Command uses pandas merge function of input dataframe to merge it with subsearch query
- right - subsearch, subsearch to merge
- how - keyword argument, text, not required, default value is
inner
, type of merge to be performed: left, right, inner, outer, cross - on - keyword argument, string, required, comma separated fields list
... | pd_merge [subsearch query], how='inner', on='field1,field2,field3'
query: readFile a.csv
a b
0 1 10
1 2 20
2 3 30
3 4 40
4 5 50
query: readFile b.csv
a c
0 1 100
1 2 200
2 3 300
3 6 600
query: readFile a.csv | pd_merge [readFile b.csv] on="a", how=inner
1 out of 2 command. Command pd_merge. Start pd_merge command
a b c
0 1 10 100
1 2 20 200
2 3 30 300
query: readFile a.csv | pd_merge [readFile b.csv] on="a", how=right
a b c
0 1 10.0 100
1 2 20.0 200
2 3 30.0 300
3 6 NaN 600
query: readFile a.csv | pd_merge [readFile b.csv] on="a", how=left
1 out of 2 command. Command pd_merge.
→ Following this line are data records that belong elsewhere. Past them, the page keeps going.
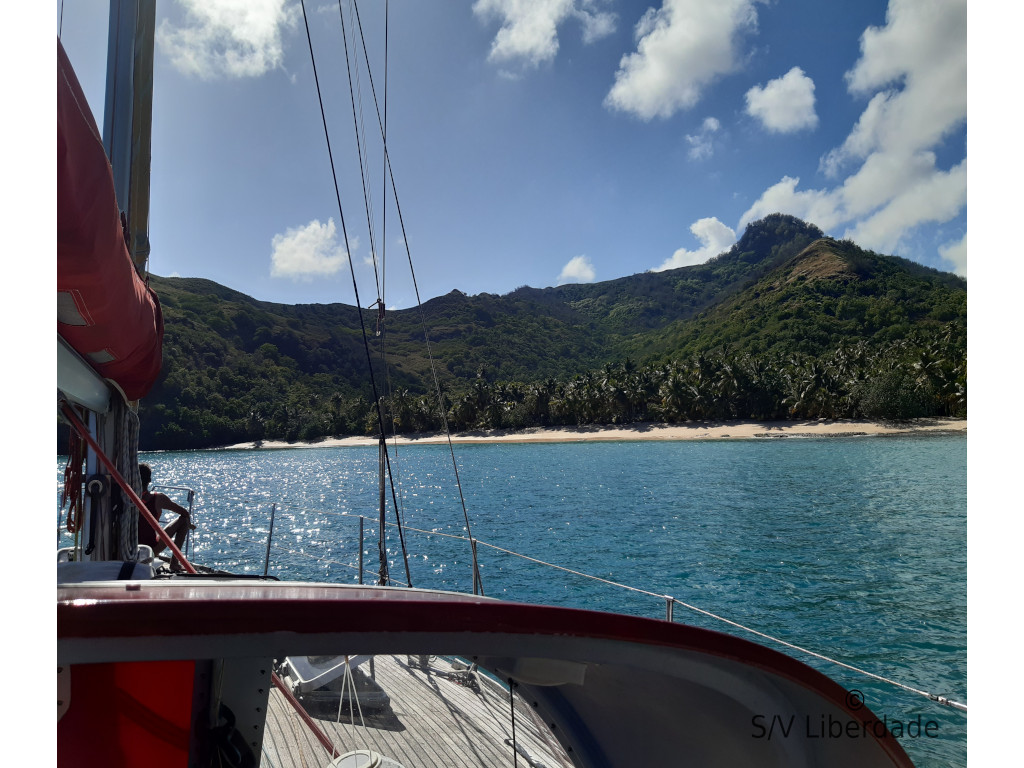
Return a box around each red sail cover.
[57,40,164,400]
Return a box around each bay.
[57,434,967,766]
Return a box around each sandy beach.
[227,419,967,450]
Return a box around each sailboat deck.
[261,655,572,768]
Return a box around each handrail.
[56,487,967,712]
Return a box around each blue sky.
[58,0,967,307]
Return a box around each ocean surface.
[57,434,967,766]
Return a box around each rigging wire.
[299,0,412,581]
[338,0,413,584]
[353,0,484,595]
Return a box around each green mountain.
[96,214,967,450]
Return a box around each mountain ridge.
[75,214,967,450]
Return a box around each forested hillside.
[83,214,967,450]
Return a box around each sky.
[12,0,1024,749]
[51,0,967,308]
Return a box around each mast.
[64,0,162,560]
[103,0,157,274]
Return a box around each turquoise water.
[58,435,967,766]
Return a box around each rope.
[509,678,519,766]
[60,401,196,573]
[345,0,484,595]
[60,409,85,538]
[300,0,409,593]
[114,400,142,560]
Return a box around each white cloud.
[558,256,595,286]
[473,0,615,67]
[604,0,757,120]
[270,218,355,282]
[157,0,298,80]
[746,67,818,133]
[686,118,722,160]
[939,234,967,278]
[739,0,967,264]
[651,216,736,272]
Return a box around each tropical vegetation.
[58,214,967,450]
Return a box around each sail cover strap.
[57,40,164,400]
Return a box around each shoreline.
[220,419,967,451]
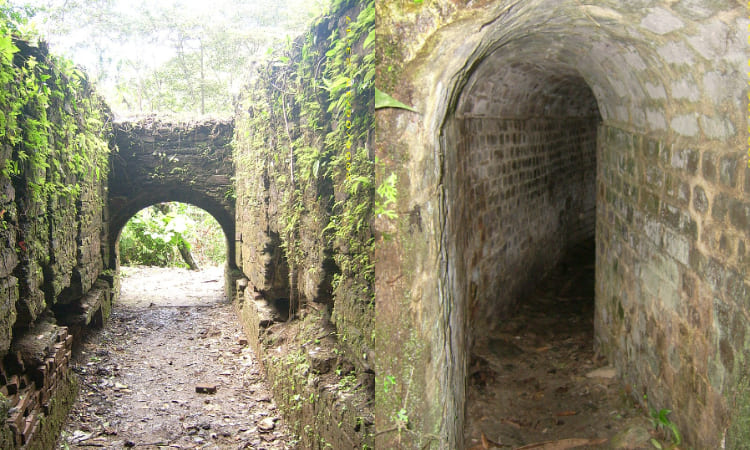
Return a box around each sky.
[8,0,330,116]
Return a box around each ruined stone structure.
[0,0,750,449]
[376,0,750,448]
[0,40,113,449]
[108,118,235,285]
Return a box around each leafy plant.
[119,203,226,267]
[650,408,682,448]
[375,88,419,112]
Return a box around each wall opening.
[444,49,602,447]
[111,202,228,306]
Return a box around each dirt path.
[60,268,294,449]
[464,242,668,450]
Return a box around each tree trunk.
[177,239,200,270]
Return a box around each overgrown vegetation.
[235,0,376,359]
[0,2,111,260]
[119,203,226,269]
[5,0,322,115]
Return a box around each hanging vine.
[235,0,375,356]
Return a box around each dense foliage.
[119,203,226,268]
[5,0,322,114]
[235,0,376,360]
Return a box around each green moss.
[25,371,78,450]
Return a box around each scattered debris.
[58,268,296,450]
[586,367,617,379]
[195,384,216,394]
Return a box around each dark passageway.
[464,239,642,448]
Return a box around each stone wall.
[376,0,750,448]
[0,35,112,448]
[596,127,750,448]
[234,1,375,448]
[108,117,235,297]
[446,117,599,337]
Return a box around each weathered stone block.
[711,192,731,222]
[641,8,685,34]
[701,152,716,182]
[729,199,750,237]
[670,114,699,137]
[0,277,18,353]
[693,185,709,214]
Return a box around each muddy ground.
[464,241,676,450]
[59,267,295,450]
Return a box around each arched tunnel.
[378,1,747,448]
[108,118,237,296]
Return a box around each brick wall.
[457,118,599,337]
[596,126,750,448]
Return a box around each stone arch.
[108,118,236,292]
[380,0,747,448]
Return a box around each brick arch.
[108,118,235,269]
[376,0,750,448]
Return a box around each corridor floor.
[59,267,294,450]
[464,241,668,450]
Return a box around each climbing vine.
[0,8,109,264]
[235,0,376,357]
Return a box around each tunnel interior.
[445,43,602,447]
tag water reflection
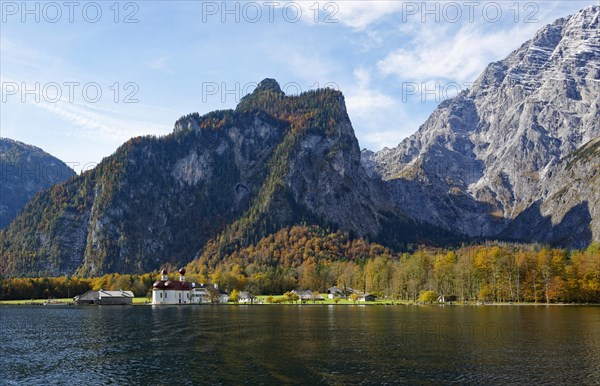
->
[0,305,600,385]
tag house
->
[73,289,133,305]
[191,283,229,304]
[327,286,355,299]
[152,268,192,304]
[73,290,98,305]
[438,295,458,303]
[96,290,133,305]
[238,291,258,304]
[291,290,325,300]
[358,294,377,302]
[152,268,229,304]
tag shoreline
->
[0,298,600,307]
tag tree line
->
[0,226,600,303]
[188,226,600,303]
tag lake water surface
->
[0,305,600,385]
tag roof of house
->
[238,291,256,299]
[291,290,323,300]
[98,290,133,298]
[194,284,229,295]
[152,280,191,291]
[327,286,355,294]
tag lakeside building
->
[152,268,229,304]
[73,289,133,306]
[327,286,356,299]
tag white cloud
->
[148,56,171,70]
[378,24,537,84]
[278,0,404,30]
[346,68,396,118]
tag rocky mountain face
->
[0,79,432,276]
[363,6,600,246]
[0,138,75,228]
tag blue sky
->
[0,0,598,172]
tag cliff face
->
[363,6,600,245]
[0,138,75,228]
[0,79,420,275]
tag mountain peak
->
[253,78,283,94]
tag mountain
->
[363,6,600,246]
[0,138,75,228]
[0,79,443,276]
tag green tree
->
[419,291,437,303]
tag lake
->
[0,305,600,385]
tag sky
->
[0,0,598,172]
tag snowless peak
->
[254,78,283,94]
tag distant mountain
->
[0,6,600,276]
[0,138,75,228]
[0,79,444,276]
[363,6,600,246]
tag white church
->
[152,268,229,304]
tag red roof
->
[152,280,190,291]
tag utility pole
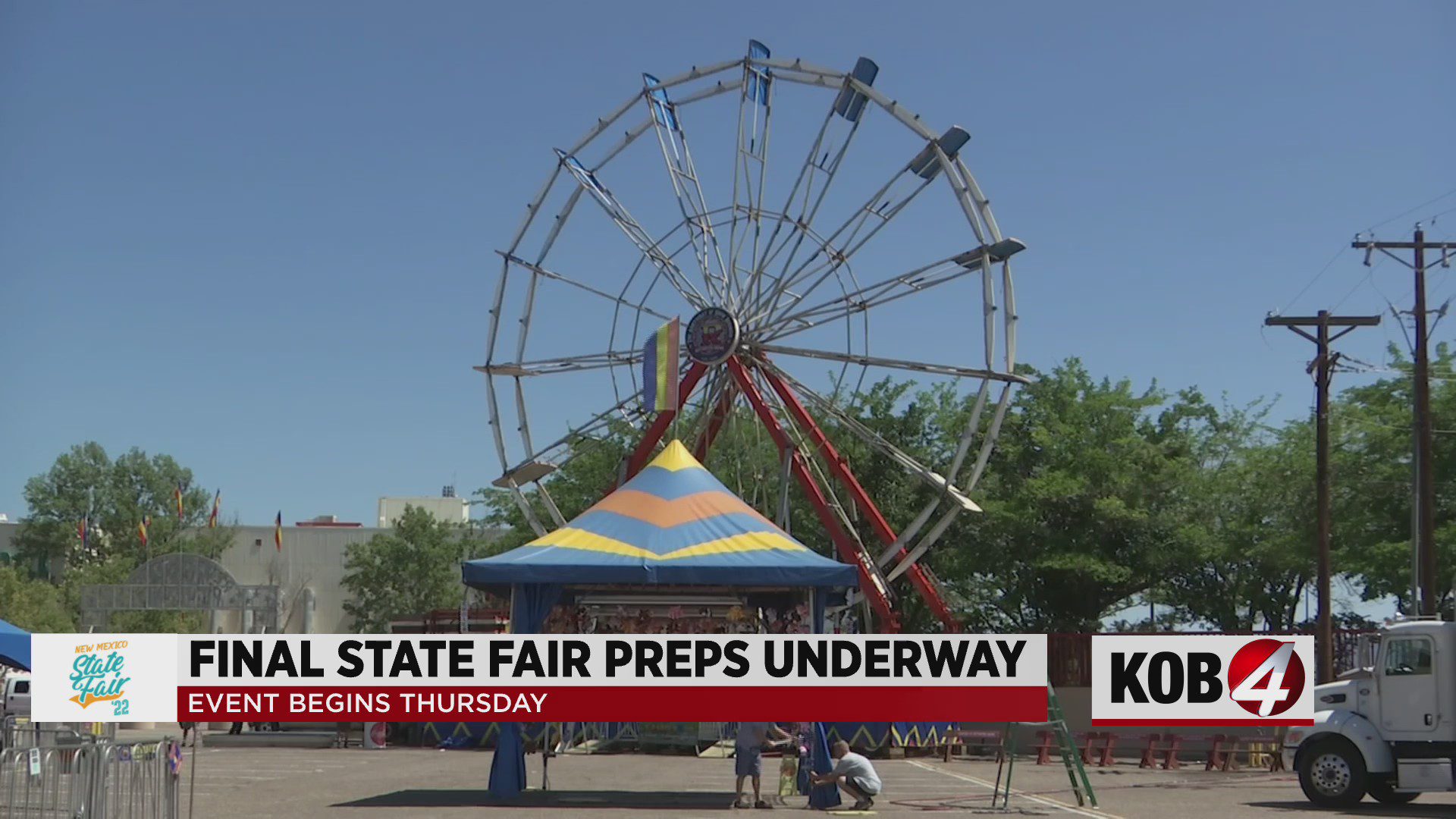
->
[1264,310,1380,682]
[1351,224,1456,615]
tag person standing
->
[814,739,881,810]
[733,723,789,808]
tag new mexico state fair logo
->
[70,640,131,716]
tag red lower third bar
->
[177,685,1046,723]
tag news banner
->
[32,634,1313,726]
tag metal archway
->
[82,552,281,632]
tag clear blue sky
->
[0,2,1456,539]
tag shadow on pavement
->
[1247,802,1451,816]
[332,789,733,811]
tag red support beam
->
[758,356,961,632]
[622,362,708,484]
[693,383,734,463]
[728,356,900,634]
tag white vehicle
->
[0,673,30,717]
[1284,618,1456,808]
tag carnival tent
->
[0,620,30,670]
[462,440,859,808]
[464,440,858,585]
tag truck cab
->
[1284,618,1456,808]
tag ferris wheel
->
[476,41,1025,631]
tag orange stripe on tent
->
[592,488,774,529]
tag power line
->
[1276,246,1345,315]
[1367,188,1456,233]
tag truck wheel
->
[1367,780,1421,805]
[1299,737,1366,808]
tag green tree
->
[0,566,76,631]
[344,506,500,631]
[1157,405,1315,631]
[14,441,231,576]
[937,359,1207,631]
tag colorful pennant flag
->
[642,319,682,413]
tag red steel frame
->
[611,356,961,634]
[728,357,900,634]
[758,356,961,632]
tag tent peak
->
[648,438,706,472]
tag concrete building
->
[378,487,470,529]
[217,517,386,634]
[0,513,500,634]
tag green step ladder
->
[992,685,1097,810]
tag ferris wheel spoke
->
[758,360,980,512]
[728,39,774,307]
[753,57,880,297]
[492,395,639,487]
[556,149,708,309]
[755,344,1029,383]
[642,74,730,299]
[470,350,642,378]
[755,127,971,321]
[497,251,671,321]
[767,239,1027,338]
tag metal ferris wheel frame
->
[476,41,1025,631]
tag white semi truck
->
[1284,618,1456,808]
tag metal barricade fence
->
[0,739,180,819]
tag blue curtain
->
[0,620,30,672]
[489,583,560,797]
[810,723,840,810]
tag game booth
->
[460,440,858,806]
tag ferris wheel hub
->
[686,307,741,366]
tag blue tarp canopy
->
[0,620,30,670]
[463,440,859,587]
[462,440,859,808]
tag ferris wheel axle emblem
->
[687,307,738,366]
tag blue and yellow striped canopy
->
[463,440,858,587]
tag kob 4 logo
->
[1092,634,1315,726]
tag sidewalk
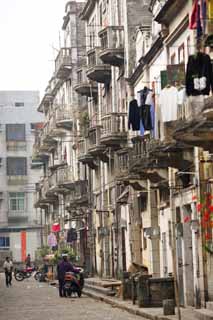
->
[83,278,201,320]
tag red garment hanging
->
[52,223,61,232]
[189,0,198,30]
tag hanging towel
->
[128,99,140,131]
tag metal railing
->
[55,48,72,73]
[57,166,74,184]
[87,47,103,68]
[88,126,101,149]
[101,113,128,136]
[99,26,124,49]
[55,105,73,122]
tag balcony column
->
[147,180,160,277]
[129,190,142,265]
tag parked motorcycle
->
[64,270,84,298]
[14,267,37,281]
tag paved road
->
[0,274,142,320]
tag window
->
[7,157,27,176]
[0,237,10,250]
[171,53,176,64]
[178,43,185,63]
[9,192,25,211]
[6,124,26,141]
[15,102,24,107]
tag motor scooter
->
[63,270,84,298]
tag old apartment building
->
[34,0,213,306]
[0,91,43,262]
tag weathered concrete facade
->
[33,0,212,306]
[0,91,42,262]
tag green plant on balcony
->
[52,247,76,265]
[79,111,89,136]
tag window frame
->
[0,236,10,250]
[7,157,27,177]
[8,192,26,213]
[6,123,26,142]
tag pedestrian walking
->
[3,257,13,287]
[25,253,31,268]
[57,254,75,297]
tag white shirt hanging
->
[159,87,178,122]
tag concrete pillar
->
[148,181,160,277]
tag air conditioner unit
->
[144,227,160,239]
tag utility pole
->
[169,168,181,320]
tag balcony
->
[7,175,28,186]
[41,117,57,152]
[88,126,109,162]
[57,166,75,189]
[34,177,58,209]
[99,26,124,67]
[173,96,213,152]
[41,177,58,204]
[7,141,27,152]
[86,47,111,83]
[56,105,73,131]
[66,180,88,211]
[49,76,63,98]
[153,0,186,26]
[74,66,98,98]
[130,135,190,183]
[38,86,53,113]
[100,113,128,149]
[78,138,97,169]
[48,171,68,195]
[55,48,72,80]
[115,148,131,182]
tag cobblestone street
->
[0,274,142,320]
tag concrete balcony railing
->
[99,26,124,66]
[115,148,130,181]
[66,180,88,209]
[78,138,97,169]
[88,125,109,162]
[100,113,128,149]
[55,48,72,80]
[49,76,63,99]
[74,66,98,97]
[86,47,111,83]
[55,105,74,130]
[57,166,75,189]
[7,141,27,151]
[7,175,28,186]
[173,96,213,153]
[129,135,190,183]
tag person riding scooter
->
[57,254,78,297]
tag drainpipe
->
[198,149,208,307]
[169,168,181,320]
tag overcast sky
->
[0,0,68,94]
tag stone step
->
[85,278,121,288]
[206,301,213,311]
[195,309,213,320]
[84,283,115,296]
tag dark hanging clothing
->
[140,104,154,130]
[57,261,75,281]
[128,99,140,131]
[137,87,151,107]
[67,228,78,243]
[186,52,213,96]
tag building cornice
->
[80,0,97,20]
[154,0,186,26]
[128,35,163,85]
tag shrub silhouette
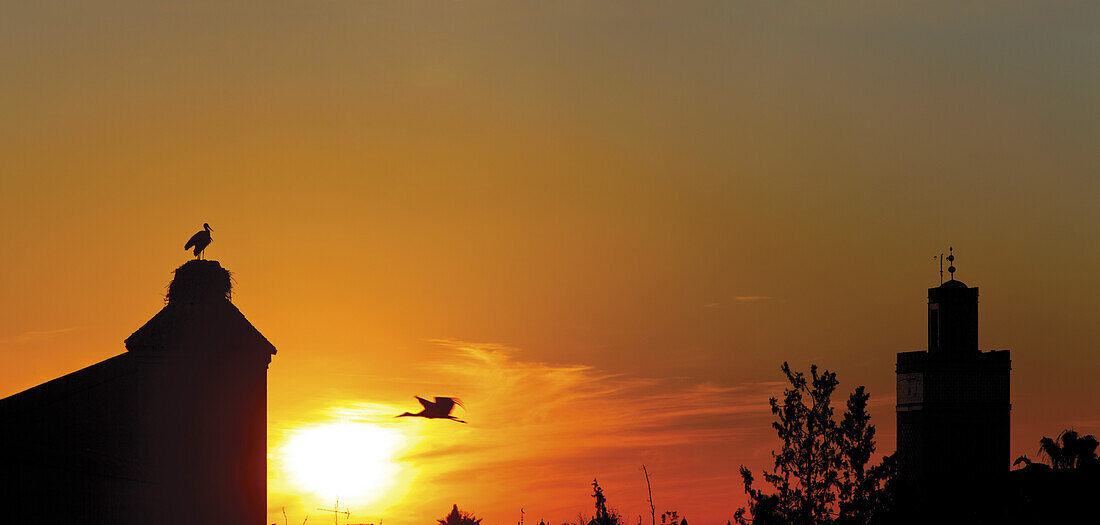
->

Start pd_merge command
a b c
0 1 10 100.0
1 2 20 200.0
2 3 30 300.0
3 4 40 NaN
4 5 50 NaN
- Create virtual environment with post-processing sdk
make dev
That command
- downloads Miniconda
- creates python virtual environment with postprocessing_sdk
- creates link to current command in postprocessing
pp_cmd
directory
- Configure
otl_v1
command. Example:
vi ./venv/lib/python3.9/site-packages/postprocessing_sdk/pp_cmd/otl_v1/config.ini
Config example:
[spark]
base_address = http://localhost
username = admin
password = 12345678
[caching]
# 24 hours in seconds
login_cache_ttl = 86400
# Command syntax defaults
default_request_cache_ttl = 100
default_job_timeout = 100
- Configure storages for
readFile
andwriteFile
commands:
vi ./venv/lib/python3.9/site-packages/postprocessing_sdk/pp_cmd/readFile/config.ini
Config example:
[storages]
lookups = /opt/otp/lookups
pp_shared = /opt/otp/shared_storage/persistent
Use pp
to run pd_merge command:
pp
Storage directory is /tmp/pp_cmd_test/storage
Commmands directory is /tmp/pp_cmd_test/pp_cmd
query: | otl_v1 <# makeresults count=100 #> | pd_merge
Unpack archive pp_cmd_pd_merge
to postprocessing commands directory
Use make test
and all test will run in Docker container. Please turn the vpn on so all the OTL dependencies would download.